The last born in a litter of seven, little Freddy had ever been the runt. His mother had loved him. His difficult birth had led to her hysterectomy. She’d told him once he had been sent by God to save her from his father’s excesses.
She’d put her all into her last born; she’d had little Freddy reading from her Bible before he’d seen the inside of a schoolroom. By his eleventh birthday, she, her church and Freddy’s headmaster had weaselled him into one of Melbourne’s prestigious schools. All very exciting to an eleven year old – until he’d been buttoned into his scholarship-supplied uniform and dragged blubbering from his mother’s apron strings.
John Swan may have been born wearing that same school uniform. Freddy had learnt to wear it.
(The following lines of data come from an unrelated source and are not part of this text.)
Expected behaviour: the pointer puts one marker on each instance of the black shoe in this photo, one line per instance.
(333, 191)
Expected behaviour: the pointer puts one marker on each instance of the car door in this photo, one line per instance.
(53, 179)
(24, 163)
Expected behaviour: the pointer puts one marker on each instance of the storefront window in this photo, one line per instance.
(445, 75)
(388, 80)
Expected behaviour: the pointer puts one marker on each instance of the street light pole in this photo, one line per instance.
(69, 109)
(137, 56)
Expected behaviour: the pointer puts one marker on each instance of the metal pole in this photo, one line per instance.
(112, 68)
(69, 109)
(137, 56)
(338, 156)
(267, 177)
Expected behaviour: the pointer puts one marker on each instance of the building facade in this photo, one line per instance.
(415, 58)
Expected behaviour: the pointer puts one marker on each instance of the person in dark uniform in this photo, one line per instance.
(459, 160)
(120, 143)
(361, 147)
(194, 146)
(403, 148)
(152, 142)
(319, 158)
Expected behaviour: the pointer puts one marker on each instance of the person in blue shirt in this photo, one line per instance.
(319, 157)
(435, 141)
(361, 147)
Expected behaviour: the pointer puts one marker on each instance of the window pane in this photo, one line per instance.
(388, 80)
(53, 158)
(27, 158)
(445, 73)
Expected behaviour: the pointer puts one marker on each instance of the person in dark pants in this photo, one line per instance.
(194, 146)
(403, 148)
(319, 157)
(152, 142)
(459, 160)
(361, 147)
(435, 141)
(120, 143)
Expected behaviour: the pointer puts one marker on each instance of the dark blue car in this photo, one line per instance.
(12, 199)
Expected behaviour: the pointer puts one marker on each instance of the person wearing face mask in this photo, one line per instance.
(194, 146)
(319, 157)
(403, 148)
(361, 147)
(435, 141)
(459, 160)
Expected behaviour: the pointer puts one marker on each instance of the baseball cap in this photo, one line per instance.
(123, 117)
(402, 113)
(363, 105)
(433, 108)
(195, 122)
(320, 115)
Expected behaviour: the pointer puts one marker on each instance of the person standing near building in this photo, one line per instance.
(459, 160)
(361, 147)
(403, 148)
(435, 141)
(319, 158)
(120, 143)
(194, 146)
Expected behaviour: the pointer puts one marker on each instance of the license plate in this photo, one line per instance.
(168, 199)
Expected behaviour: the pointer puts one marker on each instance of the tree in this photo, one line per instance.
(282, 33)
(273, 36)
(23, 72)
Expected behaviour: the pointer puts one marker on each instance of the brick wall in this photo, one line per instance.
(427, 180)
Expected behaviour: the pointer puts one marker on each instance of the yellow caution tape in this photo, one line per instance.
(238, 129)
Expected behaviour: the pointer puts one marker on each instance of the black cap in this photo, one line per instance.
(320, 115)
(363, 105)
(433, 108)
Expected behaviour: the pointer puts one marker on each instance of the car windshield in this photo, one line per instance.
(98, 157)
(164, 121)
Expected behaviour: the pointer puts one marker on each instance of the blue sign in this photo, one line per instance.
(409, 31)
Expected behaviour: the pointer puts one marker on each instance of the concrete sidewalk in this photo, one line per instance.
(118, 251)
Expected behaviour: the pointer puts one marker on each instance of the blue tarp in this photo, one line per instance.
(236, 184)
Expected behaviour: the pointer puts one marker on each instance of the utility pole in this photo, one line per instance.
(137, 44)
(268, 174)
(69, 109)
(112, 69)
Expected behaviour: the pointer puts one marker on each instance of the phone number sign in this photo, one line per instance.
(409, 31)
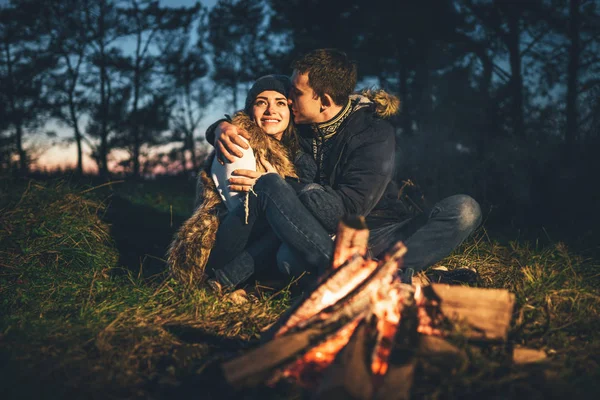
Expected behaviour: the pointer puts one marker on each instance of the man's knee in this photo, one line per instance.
(469, 212)
(288, 262)
(270, 183)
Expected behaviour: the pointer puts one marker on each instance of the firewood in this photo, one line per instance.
(352, 238)
(397, 382)
(256, 366)
(349, 376)
(479, 314)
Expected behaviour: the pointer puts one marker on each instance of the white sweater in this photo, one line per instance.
(222, 173)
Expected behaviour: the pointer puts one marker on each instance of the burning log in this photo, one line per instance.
(352, 238)
(358, 332)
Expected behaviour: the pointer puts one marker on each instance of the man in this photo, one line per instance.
(354, 153)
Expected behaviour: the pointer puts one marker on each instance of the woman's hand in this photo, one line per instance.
(229, 137)
(244, 178)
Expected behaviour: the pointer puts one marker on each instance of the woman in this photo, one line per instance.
(199, 243)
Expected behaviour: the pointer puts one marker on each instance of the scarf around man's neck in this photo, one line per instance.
(327, 129)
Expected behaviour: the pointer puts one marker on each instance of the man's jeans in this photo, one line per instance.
(431, 237)
(272, 206)
(308, 248)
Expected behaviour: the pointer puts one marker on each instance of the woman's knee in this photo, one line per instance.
(460, 208)
(469, 212)
(288, 262)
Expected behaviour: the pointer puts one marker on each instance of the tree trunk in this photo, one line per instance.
(134, 119)
(486, 125)
(103, 153)
(516, 82)
(573, 69)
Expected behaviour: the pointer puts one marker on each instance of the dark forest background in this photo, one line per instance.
(500, 99)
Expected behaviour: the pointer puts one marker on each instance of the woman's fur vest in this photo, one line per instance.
(190, 249)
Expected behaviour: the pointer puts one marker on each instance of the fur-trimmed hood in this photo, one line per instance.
(190, 249)
(386, 105)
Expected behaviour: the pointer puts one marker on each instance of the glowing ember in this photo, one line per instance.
(387, 306)
(319, 357)
(331, 291)
(426, 308)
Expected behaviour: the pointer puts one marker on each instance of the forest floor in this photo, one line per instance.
(87, 309)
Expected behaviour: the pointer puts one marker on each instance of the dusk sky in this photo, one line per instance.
(64, 155)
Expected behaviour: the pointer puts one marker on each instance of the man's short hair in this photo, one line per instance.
(329, 71)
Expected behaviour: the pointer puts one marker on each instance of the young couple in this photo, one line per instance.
(342, 163)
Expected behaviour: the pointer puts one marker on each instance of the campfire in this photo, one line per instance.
(356, 334)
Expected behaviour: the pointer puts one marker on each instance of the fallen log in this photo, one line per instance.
(352, 237)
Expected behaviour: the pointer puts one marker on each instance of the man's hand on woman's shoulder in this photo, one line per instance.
(228, 140)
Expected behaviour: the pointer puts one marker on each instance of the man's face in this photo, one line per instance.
(306, 106)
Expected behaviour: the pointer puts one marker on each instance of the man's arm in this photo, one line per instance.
(226, 137)
(366, 174)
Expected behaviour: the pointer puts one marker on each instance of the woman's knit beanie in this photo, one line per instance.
(277, 83)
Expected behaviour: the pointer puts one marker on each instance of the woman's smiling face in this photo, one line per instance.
(271, 112)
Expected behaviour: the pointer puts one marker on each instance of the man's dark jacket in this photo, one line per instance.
(359, 167)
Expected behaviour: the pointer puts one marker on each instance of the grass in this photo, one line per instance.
(88, 311)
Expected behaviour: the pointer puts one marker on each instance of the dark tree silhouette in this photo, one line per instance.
(24, 65)
(64, 22)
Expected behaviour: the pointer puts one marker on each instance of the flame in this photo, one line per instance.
(317, 359)
(387, 307)
(427, 314)
(322, 299)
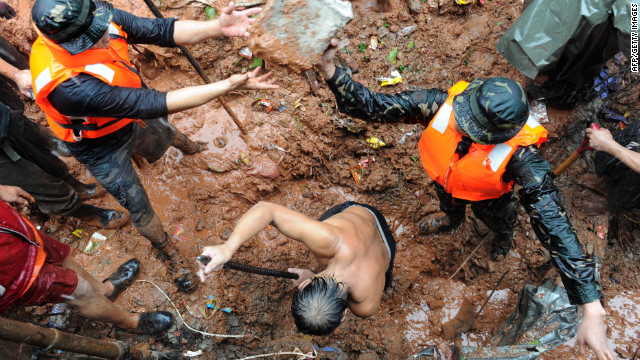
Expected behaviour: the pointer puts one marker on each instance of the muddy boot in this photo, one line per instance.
(104, 218)
(438, 222)
(501, 245)
(182, 276)
(188, 146)
(84, 191)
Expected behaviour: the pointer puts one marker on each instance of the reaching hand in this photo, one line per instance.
(6, 11)
(251, 80)
(325, 65)
(303, 274)
(237, 23)
(219, 255)
(591, 332)
(23, 80)
(14, 194)
(601, 140)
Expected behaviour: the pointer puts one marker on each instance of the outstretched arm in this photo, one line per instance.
(230, 23)
(602, 140)
(319, 237)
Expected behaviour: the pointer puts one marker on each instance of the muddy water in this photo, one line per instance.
(204, 195)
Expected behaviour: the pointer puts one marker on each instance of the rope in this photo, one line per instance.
(185, 324)
(305, 356)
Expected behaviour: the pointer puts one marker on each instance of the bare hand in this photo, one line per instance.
(601, 140)
(325, 65)
(237, 23)
(591, 332)
(23, 80)
(6, 11)
(219, 255)
(14, 194)
(251, 80)
(303, 274)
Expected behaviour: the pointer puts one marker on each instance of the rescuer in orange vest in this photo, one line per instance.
(479, 140)
(96, 101)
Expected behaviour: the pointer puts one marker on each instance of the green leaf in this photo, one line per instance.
(256, 62)
(211, 12)
(392, 55)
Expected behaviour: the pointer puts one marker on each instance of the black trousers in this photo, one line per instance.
(498, 214)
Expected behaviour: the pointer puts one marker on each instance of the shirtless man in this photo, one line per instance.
(352, 241)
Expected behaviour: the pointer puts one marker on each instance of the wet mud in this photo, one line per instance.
(299, 155)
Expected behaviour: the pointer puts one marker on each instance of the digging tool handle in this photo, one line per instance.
(251, 269)
(154, 9)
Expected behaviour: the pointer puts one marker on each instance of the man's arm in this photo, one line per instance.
(602, 140)
(356, 100)
(551, 224)
(319, 237)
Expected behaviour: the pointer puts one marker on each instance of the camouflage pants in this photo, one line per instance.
(498, 214)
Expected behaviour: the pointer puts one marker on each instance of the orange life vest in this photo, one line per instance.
(51, 65)
(478, 175)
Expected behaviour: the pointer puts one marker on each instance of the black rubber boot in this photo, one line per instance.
(182, 276)
(104, 218)
(438, 222)
(501, 245)
(123, 277)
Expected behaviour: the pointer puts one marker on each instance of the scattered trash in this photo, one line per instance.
(246, 53)
(244, 157)
(373, 43)
(375, 143)
(359, 171)
(264, 103)
(220, 142)
(193, 353)
(298, 105)
(94, 243)
(538, 110)
(405, 136)
(79, 232)
(395, 78)
(179, 233)
(407, 30)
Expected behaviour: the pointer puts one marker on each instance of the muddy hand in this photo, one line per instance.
(303, 274)
(325, 65)
(237, 23)
(14, 194)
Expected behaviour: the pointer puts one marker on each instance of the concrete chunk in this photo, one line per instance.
(295, 33)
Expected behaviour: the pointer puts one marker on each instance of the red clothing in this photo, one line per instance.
(23, 267)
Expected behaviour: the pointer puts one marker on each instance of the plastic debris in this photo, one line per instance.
(246, 53)
(94, 243)
(359, 171)
(405, 136)
(264, 103)
(407, 30)
(193, 353)
(179, 233)
(375, 143)
(395, 78)
(373, 43)
(79, 232)
(538, 110)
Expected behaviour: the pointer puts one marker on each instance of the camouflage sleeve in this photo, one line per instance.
(354, 99)
(551, 224)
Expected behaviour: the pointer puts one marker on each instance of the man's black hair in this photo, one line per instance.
(319, 307)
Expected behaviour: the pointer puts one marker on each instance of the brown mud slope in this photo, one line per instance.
(312, 148)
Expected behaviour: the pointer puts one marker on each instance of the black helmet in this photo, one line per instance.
(73, 24)
(491, 111)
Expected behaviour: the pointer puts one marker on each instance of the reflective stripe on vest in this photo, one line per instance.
(478, 175)
(51, 65)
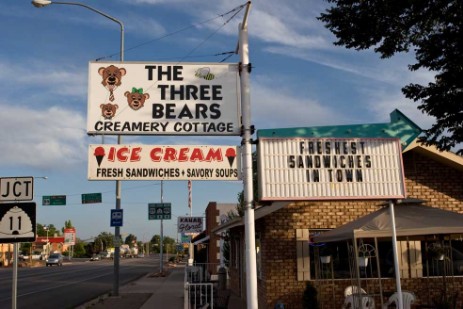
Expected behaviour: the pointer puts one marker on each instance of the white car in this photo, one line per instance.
(55, 259)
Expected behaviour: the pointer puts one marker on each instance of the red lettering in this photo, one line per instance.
(154, 154)
(122, 154)
(183, 155)
(135, 156)
(196, 155)
(170, 154)
(215, 155)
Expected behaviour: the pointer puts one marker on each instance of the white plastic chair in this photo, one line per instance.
(353, 289)
(359, 301)
(407, 297)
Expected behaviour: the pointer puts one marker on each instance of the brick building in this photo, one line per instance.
(283, 232)
(211, 243)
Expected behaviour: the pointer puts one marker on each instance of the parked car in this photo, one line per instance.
(54, 259)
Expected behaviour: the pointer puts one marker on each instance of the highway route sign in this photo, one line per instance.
(159, 211)
(18, 222)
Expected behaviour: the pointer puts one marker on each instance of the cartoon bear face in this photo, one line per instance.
(112, 75)
(108, 110)
(136, 98)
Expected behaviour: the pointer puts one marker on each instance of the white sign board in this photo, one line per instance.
(70, 236)
(17, 222)
(163, 99)
(155, 162)
(16, 189)
(189, 225)
(330, 168)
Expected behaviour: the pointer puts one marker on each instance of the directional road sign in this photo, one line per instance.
(91, 198)
(16, 189)
(54, 200)
(117, 217)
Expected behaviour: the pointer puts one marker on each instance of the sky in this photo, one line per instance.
(299, 78)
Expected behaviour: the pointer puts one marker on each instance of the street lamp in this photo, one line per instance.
(42, 3)
(46, 228)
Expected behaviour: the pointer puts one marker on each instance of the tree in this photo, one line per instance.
(102, 242)
(434, 31)
(42, 230)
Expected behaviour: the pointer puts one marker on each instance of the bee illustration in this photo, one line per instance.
(204, 73)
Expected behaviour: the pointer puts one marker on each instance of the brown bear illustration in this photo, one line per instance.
(112, 78)
(136, 98)
(108, 110)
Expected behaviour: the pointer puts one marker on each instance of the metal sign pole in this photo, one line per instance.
(14, 293)
(251, 267)
(161, 243)
(396, 255)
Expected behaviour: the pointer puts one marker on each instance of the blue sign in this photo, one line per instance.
(116, 217)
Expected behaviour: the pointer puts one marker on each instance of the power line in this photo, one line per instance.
(234, 11)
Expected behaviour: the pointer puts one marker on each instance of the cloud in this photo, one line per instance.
(279, 108)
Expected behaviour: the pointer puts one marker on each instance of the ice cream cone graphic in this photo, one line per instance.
(230, 154)
(99, 155)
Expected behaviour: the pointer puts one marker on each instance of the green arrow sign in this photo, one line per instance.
(91, 198)
(54, 200)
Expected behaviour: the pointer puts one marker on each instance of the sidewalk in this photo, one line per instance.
(153, 291)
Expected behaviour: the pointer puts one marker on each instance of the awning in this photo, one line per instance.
(411, 220)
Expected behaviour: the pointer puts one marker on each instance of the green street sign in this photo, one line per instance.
(159, 211)
(54, 200)
(91, 198)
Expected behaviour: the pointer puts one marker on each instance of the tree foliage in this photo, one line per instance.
(102, 242)
(434, 31)
(42, 230)
(130, 240)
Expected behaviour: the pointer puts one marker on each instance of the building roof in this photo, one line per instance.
(400, 127)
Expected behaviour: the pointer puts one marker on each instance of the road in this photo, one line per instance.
(71, 285)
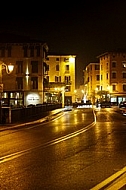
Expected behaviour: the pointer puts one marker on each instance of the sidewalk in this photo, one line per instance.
(52, 114)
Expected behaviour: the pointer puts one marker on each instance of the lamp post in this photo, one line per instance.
(9, 68)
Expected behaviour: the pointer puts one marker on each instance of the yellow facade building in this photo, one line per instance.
(60, 79)
(24, 85)
(108, 83)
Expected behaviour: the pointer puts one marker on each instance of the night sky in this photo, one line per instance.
(86, 30)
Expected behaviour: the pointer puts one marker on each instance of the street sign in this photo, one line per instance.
(1, 87)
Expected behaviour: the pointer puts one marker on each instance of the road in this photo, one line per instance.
(78, 150)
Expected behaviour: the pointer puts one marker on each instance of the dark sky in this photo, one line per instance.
(87, 29)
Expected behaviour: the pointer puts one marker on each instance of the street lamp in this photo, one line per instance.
(9, 68)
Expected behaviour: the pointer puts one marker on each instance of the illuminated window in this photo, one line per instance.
(57, 67)
(113, 64)
(19, 81)
(97, 67)
(114, 87)
(67, 88)
(114, 75)
(34, 65)
(34, 82)
(67, 67)
(31, 51)
(97, 77)
(25, 48)
(66, 59)
(124, 87)
(19, 65)
(67, 79)
(124, 75)
(38, 51)
(9, 51)
(107, 76)
(57, 59)
(124, 64)
(2, 52)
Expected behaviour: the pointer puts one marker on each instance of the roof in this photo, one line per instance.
(14, 38)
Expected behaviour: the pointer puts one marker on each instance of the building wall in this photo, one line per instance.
(66, 75)
(25, 95)
(91, 83)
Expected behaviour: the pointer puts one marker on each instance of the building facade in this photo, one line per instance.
(91, 81)
(24, 85)
(60, 79)
(106, 80)
(113, 75)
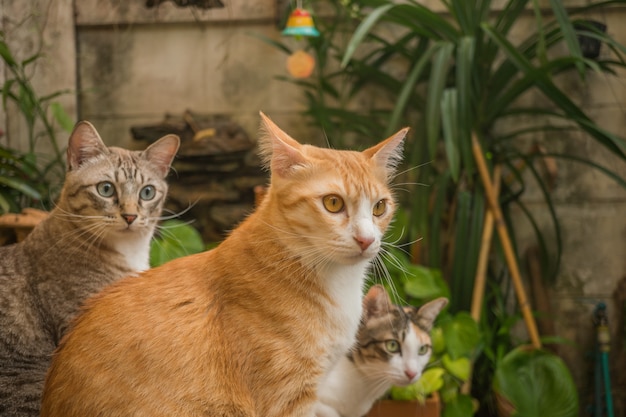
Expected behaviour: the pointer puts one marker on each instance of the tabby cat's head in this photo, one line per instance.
(393, 343)
(109, 190)
(333, 206)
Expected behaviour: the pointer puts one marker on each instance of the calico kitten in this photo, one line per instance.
(250, 327)
(99, 231)
(392, 348)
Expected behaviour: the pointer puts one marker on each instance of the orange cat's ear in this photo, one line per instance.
(162, 152)
(388, 153)
(279, 151)
(84, 143)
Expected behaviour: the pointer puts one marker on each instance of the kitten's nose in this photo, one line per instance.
(129, 218)
(364, 242)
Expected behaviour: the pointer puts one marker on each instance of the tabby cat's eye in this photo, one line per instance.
(392, 346)
(147, 193)
(105, 189)
(380, 208)
(333, 203)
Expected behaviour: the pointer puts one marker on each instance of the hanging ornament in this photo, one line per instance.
(300, 64)
(300, 23)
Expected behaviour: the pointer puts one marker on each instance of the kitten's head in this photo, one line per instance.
(393, 343)
(109, 190)
(333, 206)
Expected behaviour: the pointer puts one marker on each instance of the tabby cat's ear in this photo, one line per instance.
(426, 315)
(84, 144)
(279, 151)
(388, 153)
(376, 301)
(162, 152)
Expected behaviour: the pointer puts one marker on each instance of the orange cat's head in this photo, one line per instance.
(333, 206)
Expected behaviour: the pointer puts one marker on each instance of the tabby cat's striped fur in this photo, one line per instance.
(99, 231)
(252, 326)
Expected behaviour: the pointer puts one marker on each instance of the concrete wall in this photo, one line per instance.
(129, 66)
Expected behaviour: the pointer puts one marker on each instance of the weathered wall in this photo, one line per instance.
(130, 66)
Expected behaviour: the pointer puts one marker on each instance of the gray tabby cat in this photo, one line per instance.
(392, 348)
(99, 231)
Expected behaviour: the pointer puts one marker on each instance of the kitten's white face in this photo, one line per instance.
(406, 366)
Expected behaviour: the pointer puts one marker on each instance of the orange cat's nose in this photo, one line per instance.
(129, 218)
(364, 242)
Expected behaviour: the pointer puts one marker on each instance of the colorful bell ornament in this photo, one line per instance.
(300, 23)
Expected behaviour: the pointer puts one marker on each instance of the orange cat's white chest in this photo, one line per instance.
(134, 250)
(345, 285)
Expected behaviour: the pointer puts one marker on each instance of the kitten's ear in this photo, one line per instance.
(279, 151)
(376, 301)
(162, 152)
(388, 153)
(84, 144)
(427, 313)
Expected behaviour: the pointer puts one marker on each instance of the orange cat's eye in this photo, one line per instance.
(333, 203)
(380, 208)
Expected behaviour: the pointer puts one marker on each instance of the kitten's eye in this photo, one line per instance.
(105, 189)
(147, 193)
(333, 203)
(392, 346)
(380, 208)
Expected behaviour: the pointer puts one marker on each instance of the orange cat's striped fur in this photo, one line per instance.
(251, 327)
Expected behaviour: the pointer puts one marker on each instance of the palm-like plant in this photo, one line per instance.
(450, 75)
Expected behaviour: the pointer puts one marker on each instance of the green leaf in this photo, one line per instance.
(61, 116)
(536, 383)
(450, 121)
(460, 406)
(362, 30)
(430, 381)
(459, 367)
(176, 239)
(408, 89)
(569, 35)
(20, 186)
(425, 283)
(436, 85)
(461, 334)
(6, 55)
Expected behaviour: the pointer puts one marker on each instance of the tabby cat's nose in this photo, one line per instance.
(129, 218)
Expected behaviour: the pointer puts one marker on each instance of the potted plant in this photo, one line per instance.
(450, 75)
(27, 178)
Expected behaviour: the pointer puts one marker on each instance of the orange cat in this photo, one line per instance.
(251, 327)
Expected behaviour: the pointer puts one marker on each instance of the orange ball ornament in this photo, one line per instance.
(300, 64)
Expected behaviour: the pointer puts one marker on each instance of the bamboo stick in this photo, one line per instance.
(481, 269)
(507, 247)
(485, 247)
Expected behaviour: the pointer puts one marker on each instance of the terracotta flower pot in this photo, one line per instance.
(393, 408)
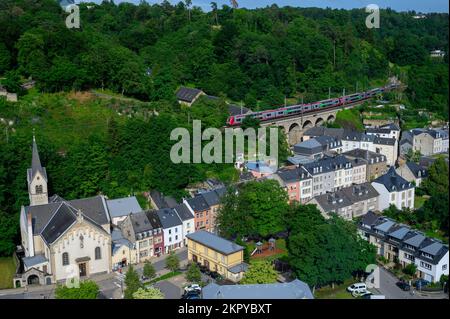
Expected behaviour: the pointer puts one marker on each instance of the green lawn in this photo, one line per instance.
(339, 291)
(164, 277)
(7, 270)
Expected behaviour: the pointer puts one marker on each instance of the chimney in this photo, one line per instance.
(30, 235)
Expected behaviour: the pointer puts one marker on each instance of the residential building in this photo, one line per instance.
(400, 244)
(394, 190)
(376, 164)
(355, 140)
(217, 254)
(412, 172)
(427, 141)
(160, 201)
(204, 206)
(172, 227)
(386, 131)
(187, 96)
(291, 290)
(123, 251)
(349, 202)
(296, 181)
(60, 238)
(120, 208)
(188, 220)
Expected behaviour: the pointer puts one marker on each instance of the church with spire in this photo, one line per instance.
(61, 239)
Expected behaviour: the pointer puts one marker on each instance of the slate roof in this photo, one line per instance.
(162, 201)
(140, 223)
(91, 207)
(63, 218)
(366, 155)
(153, 218)
(428, 249)
(215, 242)
(183, 212)
(33, 261)
(393, 182)
(331, 202)
(292, 290)
(187, 94)
(123, 206)
(198, 203)
(416, 170)
(35, 164)
(168, 218)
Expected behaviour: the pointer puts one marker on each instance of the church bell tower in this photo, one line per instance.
(37, 179)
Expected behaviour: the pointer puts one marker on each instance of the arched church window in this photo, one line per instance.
(65, 259)
(39, 189)
(98, 254)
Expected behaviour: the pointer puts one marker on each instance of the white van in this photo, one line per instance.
(358, 288)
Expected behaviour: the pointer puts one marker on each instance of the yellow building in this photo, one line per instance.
(217, 254)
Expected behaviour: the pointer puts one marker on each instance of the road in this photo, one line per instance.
(109, 284)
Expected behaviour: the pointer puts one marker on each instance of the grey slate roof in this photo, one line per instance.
(153, 218)
(292, 290)
(91, 207)
(123, 206)
(393, 182)
(162, 201)
(187, 94)
(35, 260)
(416, 170)
(366, 155)
(36, 164)
(415, 240)
(236, 269)
(183, 212)
(385, 225)
(198, 203)
(215, 242)
(168, 218)
(140, 222)
(58, 224)
(400, 232)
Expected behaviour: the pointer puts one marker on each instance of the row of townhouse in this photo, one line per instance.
(373, 140)
(399, 243)
(324, 175)
(155, 232)
(425, 141)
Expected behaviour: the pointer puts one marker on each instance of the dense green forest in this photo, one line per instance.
(259, 57)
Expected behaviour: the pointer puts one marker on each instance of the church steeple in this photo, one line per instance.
(37, 178)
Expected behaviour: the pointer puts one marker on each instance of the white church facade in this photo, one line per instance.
(61, 239)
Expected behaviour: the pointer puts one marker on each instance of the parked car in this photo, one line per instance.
(358, 288)
(215, 275)
(364, 295)
(191, 295)
(193, 287)
(403, 286)
(420, 283)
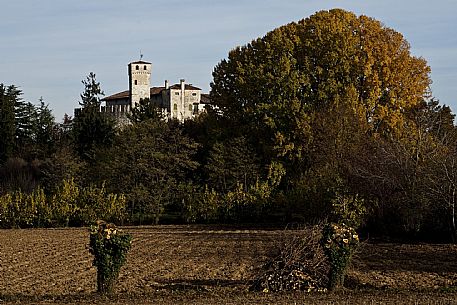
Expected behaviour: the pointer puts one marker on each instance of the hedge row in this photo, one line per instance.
(70, 205)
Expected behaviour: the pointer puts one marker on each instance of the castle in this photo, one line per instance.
(179, 101)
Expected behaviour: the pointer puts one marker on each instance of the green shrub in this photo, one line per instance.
(69, 205)
(339, 242)
(109, 245)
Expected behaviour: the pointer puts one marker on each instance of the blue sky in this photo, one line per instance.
(47, 47)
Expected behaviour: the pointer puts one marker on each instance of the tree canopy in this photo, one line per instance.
(272, 87)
He’d learnt a lot during that first year, learnt that his mother who loved him hadn’t looked or spoken like the other mothers who’d filled the auditorium on presentation night, and that John Swan’s mother had. During Freddy’s third year, he’d coveted John’s mother, who hadn’t been plain Mrs Swan but Lady Cynthia Swan.
And they’d come to him in their hour of need, John and the widowed Lady Cynthia. They’d ridden that antiquated lift up to his floor, sat on his clients’ chairs.